Cauchy-Schwarz integral screening different inequalites

Question

Eq. (9.12.23) in [1] states that:

$$\sum_{abcd}c_{ab}c_{cd}g_{abcd}>0\tag{MEST 9.12.23}\label{91223}$$

with $c_{ab}=c_ac_b$ for $c_a$ being some distribution coefficients and $g_{abcd}$ being the two-electron integrals in AO basis. Now for $c=a$ and $d=b$ giving:

$$c_{ab}c_{ab}>0$$

Which seem obvious as long as $c$ are real numbers. It can thus be seen that to fulfill Eq. (\ref{91223}) that:

$$g_{abab}>0 \tag{MEST 9.12.24}$$

Which fulfill the requirements for the Cauchy-Schwarz inequality, thus giving:

$$\left| g_{abcd} \right| \leq \sqrt{g_{abab}}\sqrt{g_{cdcd}}\tag{MEST 9.12.25}$$

Now since $c_{ab}=c_{a}c_{b}$ this implies that:

$$c_{aa}c_{bb}>0\tag{1}$$

which in turns further implies that:

$$g_{aabb}>0\tag{2}$$ Which surely also fulfill the requirements for the Cauchy-Schwarz inequality, giving:

$$\left| g_{abcd} \right| \leq \sqrt{g_{aabb}}\sqrt{g_{ccdd}}\tag{3}$$

Now further doing some index juggleling will lead to the following six different inequilities:

$$\left| g_{abcd} \right| \leq \sqrt{g_{abab}}\sqrt{g_{cdcd}}\tag{Ineq. 1}\label{ineq1}$$

$$\left| g_{abcd} \right| \leq \sqrt{g_{acac}}\sqrt{g_{bdbd}}\tag{Ineq. 2}$$

$$\left| g_{abcd} \right| \leq \sqrt{g_{adad}}\sqrt{g_{cbcb}}\tag{Ineq. 3}$$

$$\left| g_{abcd} \right| \leq \sqrt{g_{aabb}}\sqrt{g_{ccdd}}\tag{Ineq. 4}$$

$$\left| g_{abcd} \right| \leq \sqrt{g_{aacc}}\sqrt{g_{bbdd}}\tag{Ineq. 5}$$

$$\left| g_{abcd} \right| \leq \sqrt{g_{aadd}}\sqrt{g_{ccbb}}\tag{Ineq. 6}$$

I think I have ever only seen Eq. (\ref{ineq1}) described before, surely this could be because the rest are obvious extensions, that I just haven't thought of as being obvious before. Or that I have made some flaws in my reasoning. In practise are all of the inequilites used? If not anyone got clues about why not? Especially Ineq. 4-6 is somewhat different from Ineq. 1-3.
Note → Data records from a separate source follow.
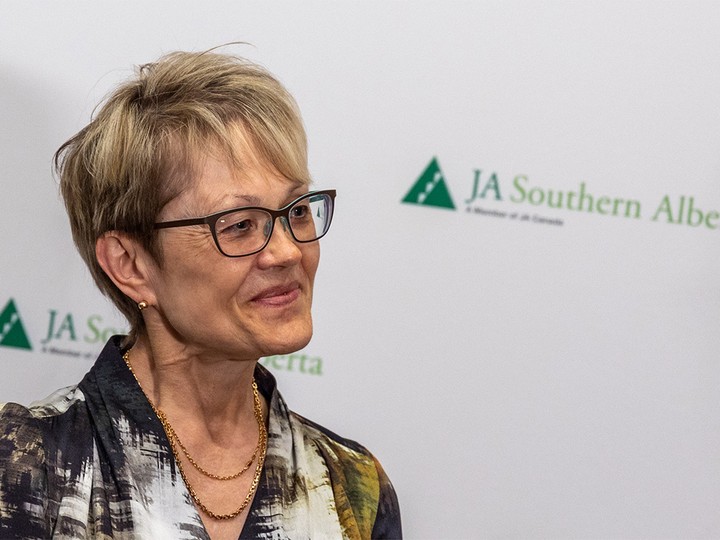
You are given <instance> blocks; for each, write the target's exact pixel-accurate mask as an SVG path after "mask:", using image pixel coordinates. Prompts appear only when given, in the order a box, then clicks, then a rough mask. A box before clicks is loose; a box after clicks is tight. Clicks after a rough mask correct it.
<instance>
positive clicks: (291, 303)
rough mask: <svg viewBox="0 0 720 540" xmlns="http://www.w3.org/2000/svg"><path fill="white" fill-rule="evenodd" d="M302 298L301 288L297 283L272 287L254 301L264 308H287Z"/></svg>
mask: <svg viewBox="0 0 720 540" xmlns="http://www.w3.org/2000/svg"><path fill="white" fill-rule="evenodd" d="M298 296H300V286H299V285H298V284H297V283H293V284H291V285H282V286H279V287H270V288H268V289H265V290H264V291H262V292H261V293H260V294H258V295H257V296H255V297H254V298H253V299H252V301H253V302H255V303H256V304H261V305H264V306H286V305H288V304H292V303H293V302H294V301H295V300H297V298H298Z"/></svg>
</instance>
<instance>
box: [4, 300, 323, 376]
mask: <svg viewBox="0 0 720 540" xmlns="http://www.w3.org/2000/svg"><path fill="white" fill-rule="evenodd" d="M43 325H44V326H45V327H46V328H47V330H45V332H44V333H43V336H33V340H32V341H34V342H35V343H39V344H40V351H39V352H40V353H41V354H48V355H52V356H62V357H70V358H78V359H84V360H95V358H97V355H98V354H99V353H100V350H101V349H102V347H103V346H104V345H105V342H106V341H107V340H108V339H110V337H111V336H113V335H115V334H124V333H127V330H126V329H123V328H115V327H113V326H110V325H108V324H106V323H105V322H104V318H103V316H102V315H99V314H91V315H88V316H83V315H78V313H77V312H73V311H69V310H58V309H48V310H47V322H45V321H43ZM35 326H37V325H35ZM41 327H42V325H41ZM0 347H13V348H16V349H24V350H26V351H33V347H32V345H31V340H30V336H29V335H28V332H27V330H26V329H25V325H24V324H23V319H22V318H21V316H20V312H19V311H18V308H17V305H16V304H15V300H14V299H13V298H10V299H9V300H8V302H7V304H6V305H5V307H4V308H3V309H2V311H0ZM260 363H261V364H263V365H264V366H265V367H267V368H269V369H272V370H278V371H288V372H292V373H299V374H305V375H322V374H323V361H322V358H321V357H319V356H314V355H310V354H307V353H304V352H298V353H293V354H285V355H277V356H269V357H266V358H261V359H260Z"/></svg>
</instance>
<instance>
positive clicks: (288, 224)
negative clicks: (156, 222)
mask: <svg viewBox="0 0 720 540" xmlns="http://www.w3.org/2000/svg"><path fill="white" fill-rule="evenodd" d="M334 207H335V190H334V189H327V190H324V191H313V192H310V193H306V194H305V195H303V196H302V197H299V198H297V199H295V200H294V201H293V202H291V203H290V204H288V205H287V206H285V207H283V208H280V209H279V210H271V209H270V208H262V207H260V206H244V207H242V208H233V209H232V210H223V211H222V212H217V213H215V214H210V215H209V216H206V217H201V218H193V219H179V220H175V221H164V222H162V223H156V224H155V228H156V229H169V228H172V227H189V226H191V225H207V226H208V227H210V231H211V232H212V235H213V239H214V240H215V245H216V246H217V247H218V249H219V250H220V253H222V254H223V255H225V256H226V257H245V256H247V255H253V254H255V253H258V252H259V251H262V250H263V249H264V248H265V246H267V245H268V242H270V237H271V236H272V232H273V229H274V227H275V220H277V218H280V220H281V221H282V223H283V226H284V227H285V229H286V230H289V231H290V234H291V235H292V237H293V239H294V240H295V241H296V242H299V243H306V242H314V241H315V240H319V239H320V238H322V237H323V236H325V233H327V232H328V229H329V228H330V222H331V221H332V216H333V210H334Z"/></svg>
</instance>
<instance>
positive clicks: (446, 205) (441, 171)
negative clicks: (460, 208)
mask: <svg viewBox="0 0 720 540" xmlns="http://www.w3.org/2000/svg"><path fill="white" fill-rule="evenodd" d="M402 202H404V203H409V204H421V205H423V206H437V207H439V208H450V209H451V210H455V204H454V203H453V201H452V197H451V196H450V192H449V191H448V188H447V185H446V184H445V177H444V176H443V173H442V171H441V170H440V165H439V164H438V162H437V158H432V160H430V163H429V164H428V166H427V167H426V168H425V170H424V171H423V173H422V174H421V175H420V177H419V178H418V179H417V181H416V182H415V184H413V187H411V188H410V191H408V194H407V195H405V198H404V199H403V200H402Z"/></svg>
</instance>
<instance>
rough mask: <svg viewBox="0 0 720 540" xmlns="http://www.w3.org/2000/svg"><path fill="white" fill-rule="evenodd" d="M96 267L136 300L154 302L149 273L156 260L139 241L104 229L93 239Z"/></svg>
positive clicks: (118, 233) (117, 233) (150, 279)
mask: <svg viewBox="0 0 720 540" xmlns="http://www.w3.org/2000/svg"><path fill="white" fill-rule="evenodd" d="M95 257H97V260H98V263H99V264H100V267H101V268H102V269H103V270H104V271H105V273H106V274H107V275H108V277H109V278H110V279H111V280H112V281H113V283H115V285H116V286H117V288H118V289H120V290H121V291H122V292H123V293H124V294H125V295H126V296H128V297H129V298H132V299H133V300H134V301H135V302H136V303H139V302H147V303H148V304H150V305H154V304H155V303H156V302H155V300H156V298H155V293H154V288H153V286H152V281H151V277H152V274H153V271H154V269H155V266H156V263H155V261H154V260H153V259H152V257H151V256H150V254H149V253H148V252H147V251H146V250H145V249H144V248H143V247H142V246H141V245H140V243H139V242H138V241H137V240H135V239H134V238H131V237H130V236H128V235H127V234H125V233H123V232H120V231H108V232H106V233H105V234H103V235H102V236H101V237H100V238H98V239H97V241H96V242H95Z"/></svg>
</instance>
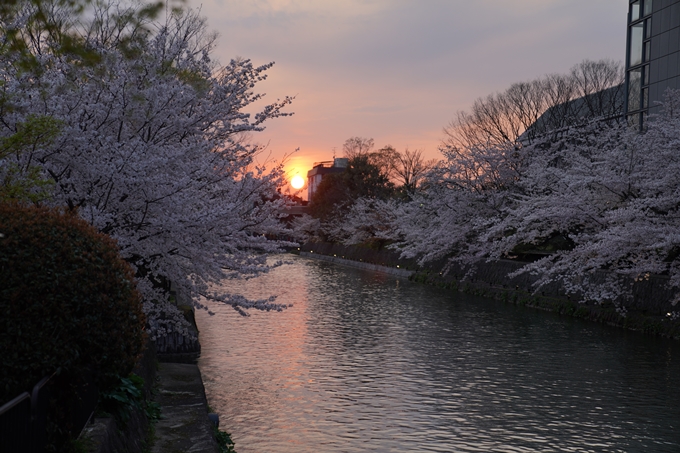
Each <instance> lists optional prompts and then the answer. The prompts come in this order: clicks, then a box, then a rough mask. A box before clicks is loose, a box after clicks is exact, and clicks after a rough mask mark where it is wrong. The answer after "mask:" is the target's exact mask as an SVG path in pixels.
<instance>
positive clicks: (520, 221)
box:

[1] : Molecular Electronic-Structure Theory, Trygve Helgaker, Poul and Jørgensen Jeppe Olsen

Answer 1

As you have already stated in the question, (Ineq. 1) is the standard inequality used in Cauchy-Schwarz integral screening. (Ineq. 2) and (Ineq. 3) are not valid inequalities, which is clear if you select atomic orbitals such that a & b are spatially disjoint from c & d and the proposed upper bounds vanish. (Ineq. 4), (Ineq. 5), and (Ineq. 6) follow from a different use of the Cauchy-Schwarz inequality where the inner product is interpreted as being over the six spatial integrals and requires the Coulomb kernel to be pointwise non-negative so that you can take its element-wise square root,

$$ \begin{align} |g_{abcd}| &= \left| \int d\vec{r} d\vec{r}' \phi_a(\vec{r}) \phi_b(\vec{r}) V(\vec{r},\vec{r}') \phi_c(\vec{r}') \phi_d(\vec{r}') \right| \\ &= \left| \sqrt{V}\phi_a \phi_c \cdot \sqrt{V}\phi_b \phi_d \right| \\ & \le \| \sqrt{V}\phi_a \phi_c \| \| \sqrt{V}\phi_b \phi_d \| = \sqrt{g_{aacc}} \sqrt{g_{bbdd}} \end{align}. $$ (Ineq. 4) is not useful for integral screening because it is strictly weaker than (Ineq. 1) since $g_{abab} \le g_{aabb}$ (for real orbitals). Whereas $g_{abab}$ vanishes as orbitals a & b become spatially disjoint, $g_{aabb}$ only decays algebraically in the average distance between a & b. (Ineq. 5) and (Ineq. 6) are not strictly weaker than (Ineq. 1), but they have the same problem of being weakly decaying bounds that don't screen very much. For example, they are tight and thus tighter than (Ineq. 1) when a=b and c=d, but this is a class of integrals that will only be screened out for extremely large spatial separations between a & c.